The DWEYSVWLSN peptide was identified by screening a phage decapeptide display library with R4A. After three rounds of selection, phage clones were amplified, and the oligonucleotide inserts were sequenced. The consensus peptide motif for the R4A-selected phage clones was D/E-W-D/E-Y-S/G. The soluble peptide DWEYS inhibited binding of R4A to dsDNA. The D configuration of the DWEYS peptide markedly inhibited R4A deposition in glomeruli of SCID mice in vivo (11).

4–6-wk-old female nonautoimmune BALB/cJ mice (The Jackson Laboratory, Bar Harbor, ME) were used for immunizations. DWEYSVWLSN was prepared for immunization on an eight-branched lysine backbone (MAP™; Applied Biosystems, Foster City, CA; peptide on MAP from Research Genetics, Huntsville, AL; references 12 and 13). Mice were immunized subcutaneously with 100 μg of MAP–peptide in CFA H37 Ra (Difco Laboratories, Detroit, MI) on day 0, followed by subcutaneous booster injections of 100 μg of MAP–peptide in IFA (Difco Laboratories) on days +7 and +14. Control mice matched for strain, sex, and age were immunized with the MAP backbone only (MAP core) in adjuvant using an identical schedule. Serum was obtained on days 0, +7, +14, +21, +35, and +49. Mice were housed in the Albert Einstein College of Medicine animal barrier facility.

A/J, AKR/J, DBA/2, and C57BL/6 mice were obtained from The Jackson Laboratory. CBA/Ca mice were purchased from Harlan Sprague Dawley (Indianapolis, IN). 4–6-wk-old female mice were immunized in groups of five mice using the protocol detailed above for BALB/c mice.

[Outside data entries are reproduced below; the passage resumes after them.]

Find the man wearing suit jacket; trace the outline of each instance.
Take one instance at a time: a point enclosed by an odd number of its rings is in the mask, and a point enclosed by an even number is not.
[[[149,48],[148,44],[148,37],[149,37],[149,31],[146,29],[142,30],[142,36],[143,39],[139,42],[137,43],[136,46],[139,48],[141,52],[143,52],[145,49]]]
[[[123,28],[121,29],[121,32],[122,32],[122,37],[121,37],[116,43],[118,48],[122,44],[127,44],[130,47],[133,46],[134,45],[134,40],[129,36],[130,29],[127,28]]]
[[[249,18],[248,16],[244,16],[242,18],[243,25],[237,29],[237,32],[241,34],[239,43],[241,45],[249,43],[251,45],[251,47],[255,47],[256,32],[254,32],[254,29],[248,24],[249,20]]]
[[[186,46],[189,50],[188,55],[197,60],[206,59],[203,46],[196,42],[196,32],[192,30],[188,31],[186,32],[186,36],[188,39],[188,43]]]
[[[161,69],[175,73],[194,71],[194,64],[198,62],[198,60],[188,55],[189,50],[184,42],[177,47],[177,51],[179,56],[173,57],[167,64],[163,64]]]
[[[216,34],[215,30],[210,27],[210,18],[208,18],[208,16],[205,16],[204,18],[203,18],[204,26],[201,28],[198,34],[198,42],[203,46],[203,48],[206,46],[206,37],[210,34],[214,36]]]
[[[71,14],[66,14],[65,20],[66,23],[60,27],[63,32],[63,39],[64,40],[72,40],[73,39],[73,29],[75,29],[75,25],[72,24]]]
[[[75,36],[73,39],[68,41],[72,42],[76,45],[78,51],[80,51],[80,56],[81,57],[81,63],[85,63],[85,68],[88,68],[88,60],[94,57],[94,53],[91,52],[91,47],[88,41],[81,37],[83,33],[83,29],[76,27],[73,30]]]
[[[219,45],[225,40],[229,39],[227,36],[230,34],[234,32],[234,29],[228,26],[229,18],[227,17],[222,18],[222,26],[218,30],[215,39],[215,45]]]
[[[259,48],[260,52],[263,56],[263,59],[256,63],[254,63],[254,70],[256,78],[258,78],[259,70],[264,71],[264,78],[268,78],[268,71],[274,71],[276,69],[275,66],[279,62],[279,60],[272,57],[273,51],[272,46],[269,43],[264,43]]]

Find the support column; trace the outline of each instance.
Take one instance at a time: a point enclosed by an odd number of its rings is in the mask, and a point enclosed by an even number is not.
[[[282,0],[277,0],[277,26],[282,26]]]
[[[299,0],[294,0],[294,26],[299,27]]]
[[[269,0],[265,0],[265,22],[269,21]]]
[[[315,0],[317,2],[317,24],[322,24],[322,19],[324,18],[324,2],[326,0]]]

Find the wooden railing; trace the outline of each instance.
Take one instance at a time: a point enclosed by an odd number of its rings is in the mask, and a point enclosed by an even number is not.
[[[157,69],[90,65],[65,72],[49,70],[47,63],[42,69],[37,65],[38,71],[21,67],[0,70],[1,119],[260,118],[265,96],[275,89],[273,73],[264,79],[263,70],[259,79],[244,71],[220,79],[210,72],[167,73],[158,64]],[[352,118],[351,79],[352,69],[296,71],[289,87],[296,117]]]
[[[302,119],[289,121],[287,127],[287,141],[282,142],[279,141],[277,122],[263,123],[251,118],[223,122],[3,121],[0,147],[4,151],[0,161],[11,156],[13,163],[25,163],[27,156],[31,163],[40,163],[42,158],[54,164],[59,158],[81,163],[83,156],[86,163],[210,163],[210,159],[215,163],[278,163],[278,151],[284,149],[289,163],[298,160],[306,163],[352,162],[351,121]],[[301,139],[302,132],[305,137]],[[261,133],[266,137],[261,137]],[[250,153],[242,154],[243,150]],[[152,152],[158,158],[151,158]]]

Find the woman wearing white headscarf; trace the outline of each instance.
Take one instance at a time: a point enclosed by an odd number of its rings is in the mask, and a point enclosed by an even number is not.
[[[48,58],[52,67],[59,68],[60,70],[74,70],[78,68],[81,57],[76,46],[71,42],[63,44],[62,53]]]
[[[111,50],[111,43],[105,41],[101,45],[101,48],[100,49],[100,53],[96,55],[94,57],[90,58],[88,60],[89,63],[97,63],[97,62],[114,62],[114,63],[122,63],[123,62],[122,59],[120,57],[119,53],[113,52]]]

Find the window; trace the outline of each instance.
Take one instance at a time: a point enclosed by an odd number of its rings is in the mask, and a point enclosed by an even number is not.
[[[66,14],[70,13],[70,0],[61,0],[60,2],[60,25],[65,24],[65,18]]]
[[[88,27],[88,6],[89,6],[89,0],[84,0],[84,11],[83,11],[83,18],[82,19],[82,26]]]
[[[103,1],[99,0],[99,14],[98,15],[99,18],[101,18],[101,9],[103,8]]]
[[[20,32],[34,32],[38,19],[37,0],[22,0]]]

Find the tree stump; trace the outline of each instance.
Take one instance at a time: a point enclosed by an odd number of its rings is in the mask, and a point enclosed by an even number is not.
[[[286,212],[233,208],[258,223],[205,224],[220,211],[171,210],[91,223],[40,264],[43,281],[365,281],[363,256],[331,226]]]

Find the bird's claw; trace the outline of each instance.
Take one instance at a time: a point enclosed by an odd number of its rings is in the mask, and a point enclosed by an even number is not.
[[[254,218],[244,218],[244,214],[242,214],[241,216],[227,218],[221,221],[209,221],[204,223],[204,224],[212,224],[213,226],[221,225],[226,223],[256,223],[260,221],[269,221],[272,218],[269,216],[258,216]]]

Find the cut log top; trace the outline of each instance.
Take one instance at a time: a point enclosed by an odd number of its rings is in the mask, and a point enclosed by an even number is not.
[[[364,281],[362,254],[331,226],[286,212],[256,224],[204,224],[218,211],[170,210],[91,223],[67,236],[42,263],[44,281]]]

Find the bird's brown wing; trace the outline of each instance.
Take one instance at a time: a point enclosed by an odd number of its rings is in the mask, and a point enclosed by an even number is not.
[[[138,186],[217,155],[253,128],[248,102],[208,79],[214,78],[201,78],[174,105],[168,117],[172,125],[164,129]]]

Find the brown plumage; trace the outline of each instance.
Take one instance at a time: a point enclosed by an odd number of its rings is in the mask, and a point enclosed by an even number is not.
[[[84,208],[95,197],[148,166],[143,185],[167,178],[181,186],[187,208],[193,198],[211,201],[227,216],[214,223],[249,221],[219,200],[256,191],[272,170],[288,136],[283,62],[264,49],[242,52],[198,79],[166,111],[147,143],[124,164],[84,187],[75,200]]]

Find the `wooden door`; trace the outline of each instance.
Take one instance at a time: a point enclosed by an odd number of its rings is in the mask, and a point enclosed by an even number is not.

Amidated, acetylated DWEYSVWLSN was synthesized at the peptide synthesis facility of the Albert Einstein College of Medicine. Peptide purity was ≥90% as assayed by HPLC. To assay for the presence of antipeptide antibodies, peptide at 20 μg/ml in PBS was adsorbed to Falcon Pro-Bind 96-well microtiter plates (Becton Dickinson, Lincoln Park, NJ) at 4°C overnight. Plates were blocked with 3% FCS (Hyclone Laboratories, Logan, UT) in PBS for 1 h at 37°C and then incubated with serum at a 1:500 dilution in PBS for 2 h at 37°C. The plates were then washed five times with PBS-Tween, and alkaline phosphatase–conjugated goat anti–mouse IgG or IgM (Southern Biotechnology Associates, Birmingham, AL) diluted 1:1,000 in 3% FCS/PBS was added for 1 h at 37°C, followed by p-nitrophenyl phosphate (alkaline phosphatase substrate) solution (Sigma Chemical Co., St. Louis, MO). OD was monitored at 405 nm.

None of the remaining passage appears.